Numerical investigation of the mechanical behaviours of a pair of rock bridges at diverse scales in direct shear.

Rock bridges have long been recognised to provide crucial resistance against rock mass failure. Multiple rock bridges with diverse scales are widespread in natural rock masses. Despite prior positive contributions to a single rock bridge, mechanical behaviours of diverse-scale rock bridges remain elusive. In particular, whether rock bridges interact and how their failure processes evolve are still open questions. To fill in this gap, a block-based discrete element method, specifically the Universal Distinct Element Code, was employed to simulate diverse-scale rock bridges in granite subjected to direct shear to investigate their mechanical properties, stress and displacement fields, cracking processes, and acoustic emission characteristics.

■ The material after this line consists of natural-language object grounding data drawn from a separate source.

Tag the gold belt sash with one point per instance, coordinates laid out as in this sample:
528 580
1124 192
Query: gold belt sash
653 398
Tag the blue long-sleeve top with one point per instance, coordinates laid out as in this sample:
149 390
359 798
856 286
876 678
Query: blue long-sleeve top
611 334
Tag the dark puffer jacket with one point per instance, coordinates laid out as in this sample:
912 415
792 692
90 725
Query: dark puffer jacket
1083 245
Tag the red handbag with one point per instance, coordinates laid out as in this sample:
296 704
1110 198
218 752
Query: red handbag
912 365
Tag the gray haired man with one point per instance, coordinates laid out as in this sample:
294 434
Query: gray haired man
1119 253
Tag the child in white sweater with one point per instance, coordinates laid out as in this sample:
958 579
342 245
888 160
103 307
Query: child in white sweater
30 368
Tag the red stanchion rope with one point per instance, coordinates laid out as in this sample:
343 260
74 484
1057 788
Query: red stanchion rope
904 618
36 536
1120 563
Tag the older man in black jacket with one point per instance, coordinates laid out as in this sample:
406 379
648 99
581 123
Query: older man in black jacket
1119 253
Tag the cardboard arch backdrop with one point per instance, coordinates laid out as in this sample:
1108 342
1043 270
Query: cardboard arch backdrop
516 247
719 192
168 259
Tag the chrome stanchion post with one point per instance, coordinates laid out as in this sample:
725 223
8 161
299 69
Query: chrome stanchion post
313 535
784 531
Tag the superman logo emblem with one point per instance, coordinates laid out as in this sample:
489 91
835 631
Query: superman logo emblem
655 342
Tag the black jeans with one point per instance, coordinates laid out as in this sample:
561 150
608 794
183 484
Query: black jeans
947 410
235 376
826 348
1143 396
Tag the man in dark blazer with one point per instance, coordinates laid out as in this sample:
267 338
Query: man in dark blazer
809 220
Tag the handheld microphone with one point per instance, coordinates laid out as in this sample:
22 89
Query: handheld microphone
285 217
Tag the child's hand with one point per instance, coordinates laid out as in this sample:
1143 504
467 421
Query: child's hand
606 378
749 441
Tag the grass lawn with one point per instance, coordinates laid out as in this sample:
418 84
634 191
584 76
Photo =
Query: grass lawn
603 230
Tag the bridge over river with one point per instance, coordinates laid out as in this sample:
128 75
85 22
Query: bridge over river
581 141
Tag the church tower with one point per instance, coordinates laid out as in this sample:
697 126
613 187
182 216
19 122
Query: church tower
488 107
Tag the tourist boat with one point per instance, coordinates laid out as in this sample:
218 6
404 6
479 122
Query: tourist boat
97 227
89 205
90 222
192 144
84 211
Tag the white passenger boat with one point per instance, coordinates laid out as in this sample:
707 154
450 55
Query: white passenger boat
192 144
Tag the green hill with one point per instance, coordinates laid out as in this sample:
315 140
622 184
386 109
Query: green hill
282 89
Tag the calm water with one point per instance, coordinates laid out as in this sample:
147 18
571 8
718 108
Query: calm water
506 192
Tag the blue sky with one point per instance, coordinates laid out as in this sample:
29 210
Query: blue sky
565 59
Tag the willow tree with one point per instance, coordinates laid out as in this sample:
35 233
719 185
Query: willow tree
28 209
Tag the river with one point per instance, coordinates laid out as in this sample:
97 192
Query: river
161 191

Results reveal a fundamental linear correlation between peak shear resistance and the proportion of rock bridges. As failure progresses, shear stress tends to concentrate at rock bridge tips, more prominently for the one farther from the shear loading end, attributed to the rotation of confining pressure plates. In addition, the irregularity of displacement distribution follows an arc-shaped configuration near rock bridges, and larger rock bridges display lower gradients in nearby displacement fields. Furthermore, wing cracks initiate from rock bridge tips in a tensile stress environment, with a greater length for rock bridges closer to the shear loading end. It is also found that rock bridges rupture in tension near the shear loading end and in shear further away. Expanding upon these findings and considering stress thresholds, we acquire new insights into the interaction patterns between diverse-scale rock bridges: when their sizes are similar, the rupture of the rock bridge closer to the shear loading end will expedite damage in the one farther away from the shear loading end towards its volume-expansion point; conversely, the rupture of a significantly larger rock bridge will overwhelmingly affect the smaller one. The identified interaction patterns provide significant proof of physical precursor patterns for reliably predicting the progressive failure of multiple rock bridges.